In accordance with an embodiment, a method of generating an encoded audio signal, the method includes estimating a time-frequency energy of an input audio signal from a time-frequency filter bank, computing a global variance of the time-frequency energy, determining a post-processing method according to the global variance, and transmitting an encoded representation of the input audio signal along with an indication of the determined post-processing method.
Legal claims defining the scope of protection. Each claim is shown in both the original legal language and a plain English translation.
1. A method for generating an encoded audio signal, the method comprising: receiving a frame comprising a time-frequency (T/F) representation of an input audio signal, the T/F representation having time slots, each time slot having subbands; estimating energy in subbands of the time slots; estimating a time variance across a first plurality of time slots for each of a second plurality of subbands; estimating a frequency variance of the time variance across the second plurality of subbands; determining a class of audio signal by comparing the frequency variance with a threshold; and transmitting the encoded audio signal, the encoded audio signal comprising a coded representation of the input audio signal and a control code based on the class of audio signal, wherein the encoded audio signal further comprises a representation of high-band coefficients and low-band coefficients, and wherein the control code indicates whether modification of the low-band coefficients and high-band coefficients in the time-frequency domain to correct for audio coding artifacts in post-processing should be performed.
A method for encoding audio involves analyzing the audio signal's time-frequency representation to classify its characteristics and adapt the encoding process. The method receives an audio frame, estimates energy in frequency subbands across time slots, calculates the variance of energy changes over time for each subband, and then computes the variance of those time variances across all subbands. This final variance is compared to a threshold to determine the audio signal's class. The encoder then transmits the encoded audio, including low-band and high-band coefficients, along with a control code indicating the audio class and instructing the decoder whether to apply post-processing to correct audio coding artifacts by modifying low-band and high-band coefficients in the time-frequency domain.
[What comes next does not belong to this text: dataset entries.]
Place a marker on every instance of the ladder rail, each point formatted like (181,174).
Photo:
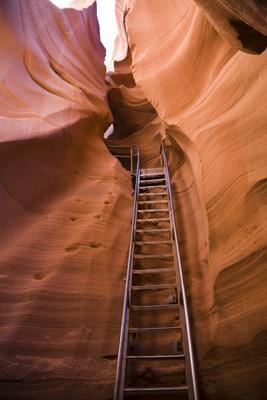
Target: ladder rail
(193,389)
(122,353)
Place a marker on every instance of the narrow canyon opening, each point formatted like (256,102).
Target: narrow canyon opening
(187,85)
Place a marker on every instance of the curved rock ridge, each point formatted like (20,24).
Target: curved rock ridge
(53,77)
(242,23)
(210,98)
(65,206)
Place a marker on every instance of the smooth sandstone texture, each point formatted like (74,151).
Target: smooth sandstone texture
(181,79)
(212,100)
(65,206)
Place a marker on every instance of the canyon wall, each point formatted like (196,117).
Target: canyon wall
(189,74)
(202,67)
(65,206)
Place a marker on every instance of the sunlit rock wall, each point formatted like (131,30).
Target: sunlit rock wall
(65,206)
(191,62)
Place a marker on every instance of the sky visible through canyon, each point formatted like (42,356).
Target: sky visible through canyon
(106,18)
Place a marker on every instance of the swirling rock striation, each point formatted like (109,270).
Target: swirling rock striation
(211,99)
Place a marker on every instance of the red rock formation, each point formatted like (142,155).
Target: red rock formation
(65,202)
(65,208)
(212,100)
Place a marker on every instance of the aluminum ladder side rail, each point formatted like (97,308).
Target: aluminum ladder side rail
(122,353)
(192,386)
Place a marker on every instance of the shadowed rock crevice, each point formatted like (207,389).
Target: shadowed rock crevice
(250,38)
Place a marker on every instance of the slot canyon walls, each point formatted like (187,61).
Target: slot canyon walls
(65,207)
(199,70)
(191,74)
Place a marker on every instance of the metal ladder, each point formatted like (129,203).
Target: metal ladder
(155,353)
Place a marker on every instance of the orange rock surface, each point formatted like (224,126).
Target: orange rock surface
(65,208)
(211,99)
(191,74)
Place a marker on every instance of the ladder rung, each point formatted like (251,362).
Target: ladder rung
(139,243)
(155,329)
(156,390)
(159,173)
(153,194)
(152,219)
(152,230)
(155,307)
(142,181)
(137,256)
(152,187)
(152,270)
(152,201)
(154,210)
(157,357)
(154,287)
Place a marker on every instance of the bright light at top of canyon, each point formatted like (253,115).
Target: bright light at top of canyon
(106,18)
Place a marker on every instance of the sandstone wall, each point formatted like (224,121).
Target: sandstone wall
(65,208)
(211,97)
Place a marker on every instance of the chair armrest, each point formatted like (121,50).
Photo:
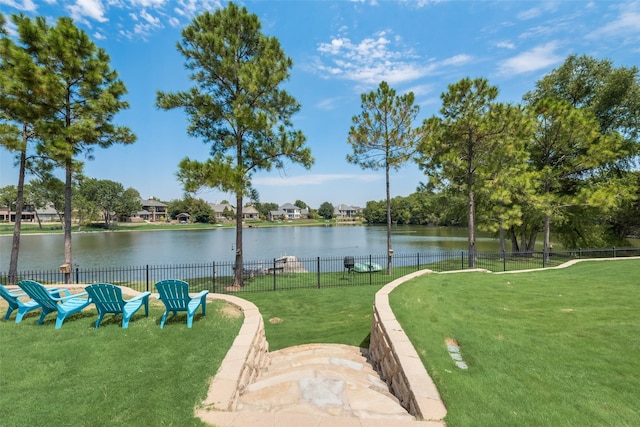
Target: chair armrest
(17,293)
(200,294)
(69,296)
(141,296)
(59,291)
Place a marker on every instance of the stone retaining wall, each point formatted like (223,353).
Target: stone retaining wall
(397,361)
(246,359)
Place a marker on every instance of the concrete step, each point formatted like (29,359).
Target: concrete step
(322,380)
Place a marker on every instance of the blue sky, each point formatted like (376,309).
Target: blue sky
(340,50)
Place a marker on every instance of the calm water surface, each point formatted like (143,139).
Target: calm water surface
(199,246)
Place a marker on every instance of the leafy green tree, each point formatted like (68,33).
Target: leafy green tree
(264,208)
(611,97)
(301,204)
(84,94)
(8,196)
(178,206)
(129,204)
(236,105)
(109,196)
(475,140)
(22,103)
(326,210)
(200,211)
(610,94)
(382,137)
(567,151)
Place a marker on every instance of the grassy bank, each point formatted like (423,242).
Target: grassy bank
(555,347)
(80,376)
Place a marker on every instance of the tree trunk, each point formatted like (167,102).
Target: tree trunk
(547,232)
(389,248)
(472,230)
(38,219)
(67,219)
(503,243)
(237,274)
(515,249)
(15,245)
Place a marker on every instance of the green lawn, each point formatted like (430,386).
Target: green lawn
(552,348)
(81,376)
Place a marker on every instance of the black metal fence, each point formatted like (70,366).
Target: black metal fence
(319,272)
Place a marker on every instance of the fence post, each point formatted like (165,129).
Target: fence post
(213,276)
(504,260)
(274,274)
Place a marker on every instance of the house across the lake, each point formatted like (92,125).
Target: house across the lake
(288,212)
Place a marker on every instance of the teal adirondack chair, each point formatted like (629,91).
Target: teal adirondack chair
(64,305)
(175,296)
(13,299)
(108,299)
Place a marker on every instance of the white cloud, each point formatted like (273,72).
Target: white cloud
(148,3)
(535,59)
(24,5)
(190,8)
(152,20)
(506,45)
(87,9)
(314,179)
(369,61)
(626,24)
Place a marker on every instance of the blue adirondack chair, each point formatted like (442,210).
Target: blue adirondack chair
(64,305)
(13,299)
(175,296)
(108,299)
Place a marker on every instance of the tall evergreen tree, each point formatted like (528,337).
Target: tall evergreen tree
(84,95)
(23,92)
(383,137)
(475,141)
(236,105)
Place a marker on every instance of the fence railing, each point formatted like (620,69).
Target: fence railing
(319,272)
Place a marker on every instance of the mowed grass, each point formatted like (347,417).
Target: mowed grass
(339,315)
(546,348)
(140,376)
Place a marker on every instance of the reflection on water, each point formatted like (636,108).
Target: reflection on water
(112,249)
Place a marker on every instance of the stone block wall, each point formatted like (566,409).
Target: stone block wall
(247,358)
(397,361)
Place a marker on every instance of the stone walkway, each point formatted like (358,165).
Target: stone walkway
(318,385)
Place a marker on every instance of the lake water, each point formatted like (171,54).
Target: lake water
(111,249)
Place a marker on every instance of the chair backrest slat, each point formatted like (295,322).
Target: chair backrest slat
(106,295)
(39,294)
(174,293)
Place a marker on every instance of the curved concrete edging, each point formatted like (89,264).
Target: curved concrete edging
(397,361)
(395,358)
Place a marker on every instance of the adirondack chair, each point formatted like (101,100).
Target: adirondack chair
(13,299)
(108,299)
(63,305)
(175,296)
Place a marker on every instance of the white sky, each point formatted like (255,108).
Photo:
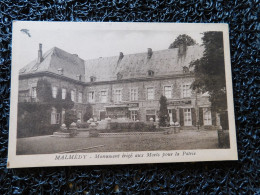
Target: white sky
(89,44)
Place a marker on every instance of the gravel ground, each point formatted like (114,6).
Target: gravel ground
(181,141)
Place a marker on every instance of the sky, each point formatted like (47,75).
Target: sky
(90,44)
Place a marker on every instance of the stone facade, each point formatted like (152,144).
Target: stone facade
(123,96)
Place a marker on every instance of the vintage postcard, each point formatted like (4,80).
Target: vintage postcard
(120,93)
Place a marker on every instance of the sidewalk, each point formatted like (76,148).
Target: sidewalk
(186,139)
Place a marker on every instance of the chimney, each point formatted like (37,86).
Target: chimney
(40,54)
(149,53)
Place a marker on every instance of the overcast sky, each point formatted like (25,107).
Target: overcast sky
(89,44)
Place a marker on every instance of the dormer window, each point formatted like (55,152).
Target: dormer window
(150,73)
(119,76)
(92,79)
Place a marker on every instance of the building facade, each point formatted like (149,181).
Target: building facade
(124,86)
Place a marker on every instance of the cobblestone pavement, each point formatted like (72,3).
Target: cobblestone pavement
(180,141)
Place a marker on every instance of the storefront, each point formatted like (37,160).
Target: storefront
(129,110)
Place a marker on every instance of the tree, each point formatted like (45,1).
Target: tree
(209,71)
(89,112)
(184,40)
(163,112)
(68,103)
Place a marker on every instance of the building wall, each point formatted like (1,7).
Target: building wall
(26,86)
(177,103)
(144,104)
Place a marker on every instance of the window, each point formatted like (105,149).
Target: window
(92,79)
(207,116)
(103,98)
(73,95)
(79,115)
(133,114)
(63,93)
(187,117)
(150,73)
(133,94)
(55,117)
(80,97)
(91,96)
(150,114)
(118,95)
(150,93)
(34,93)
(54,92)
(186,91)
(168,92)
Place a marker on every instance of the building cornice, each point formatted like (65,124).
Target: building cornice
(140,79)
(50,74)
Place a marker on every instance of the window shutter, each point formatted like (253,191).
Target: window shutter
(181,117)
(201,116)
(193,116)
(213,115)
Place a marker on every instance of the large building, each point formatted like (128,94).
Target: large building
(123,86)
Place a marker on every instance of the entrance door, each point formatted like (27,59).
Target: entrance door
(187,117)
(102,115)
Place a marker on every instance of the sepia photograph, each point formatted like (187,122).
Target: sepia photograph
(120,93)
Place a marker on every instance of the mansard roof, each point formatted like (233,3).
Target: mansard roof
(56,61)
(162,63)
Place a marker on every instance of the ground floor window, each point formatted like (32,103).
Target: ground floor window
(133,115)
(207,116)
(79,116)
(55,117)
(150,114)
(187,117)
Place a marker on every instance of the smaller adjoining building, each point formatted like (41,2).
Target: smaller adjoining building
(123,86)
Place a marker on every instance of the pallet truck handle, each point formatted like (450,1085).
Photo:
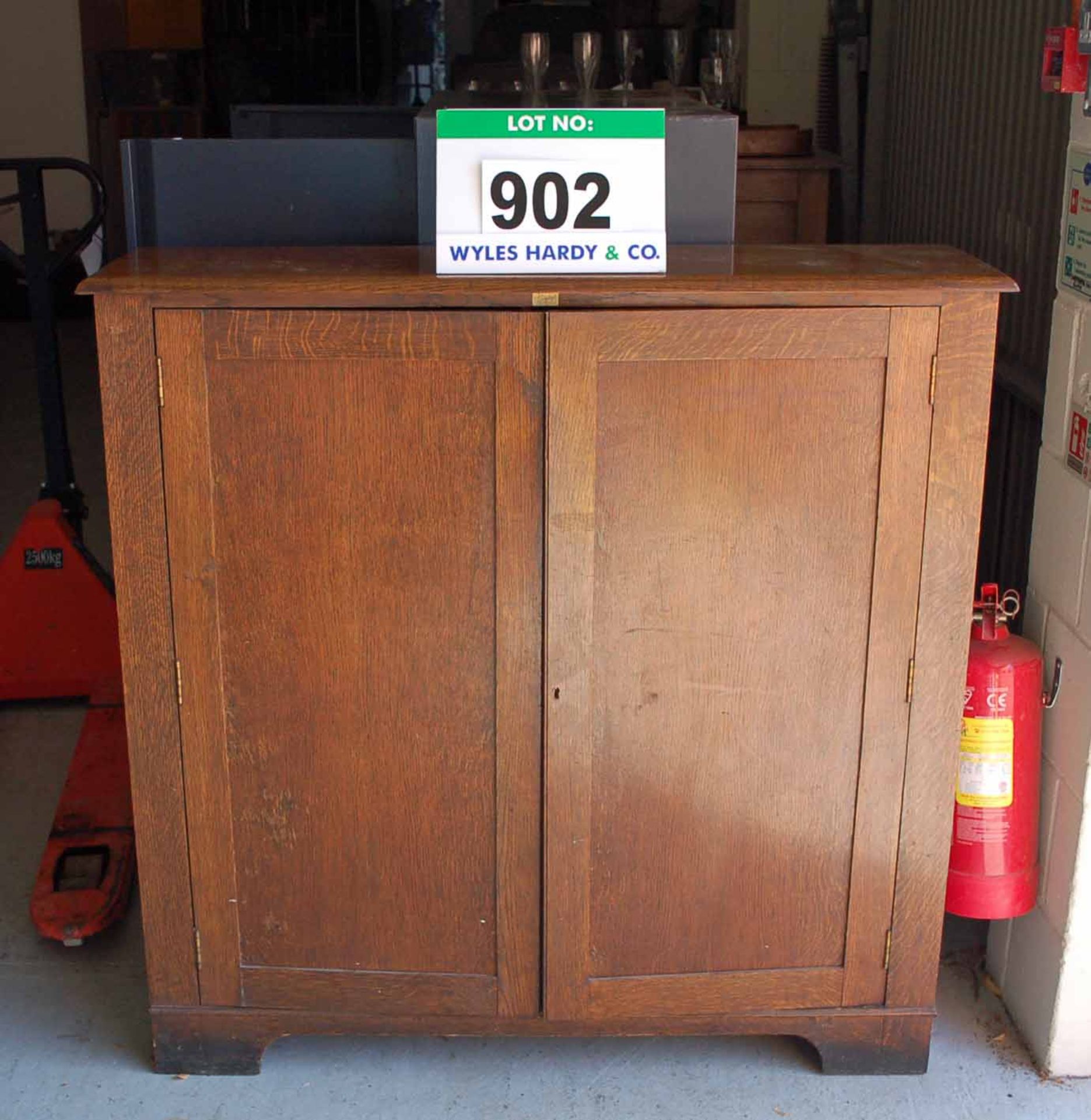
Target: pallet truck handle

2. The method of claim 1 , further comprising producing the coded representation of the input audio signal, producing the coded representation of the input audio signal comprising: producing a low-band signal from the input audio signal; producing low-band parameters from the low band signal; producing the T/F representation of the input audio signal from the input audio signal; and producing high-band parameters from the T/F representation of the input audio signal, wherein the coded representation of the input audio signal includes the low-band parameters and the high-band parameters.
The audio encoding method also includes producing the coded representation of the input audio signal. This involves generating a low-band signal from the input audio, extracting low-band parameters, producing the time-frequency representation of the input audio signal from the input audio signal, and extracting high-band parameters from the time-frequency representation. The coded representation that's transmitted then contains both the low-band parameters and the high-band parameters, allowing the decoder to reconstruct the audio signal based on both low and high frequency components.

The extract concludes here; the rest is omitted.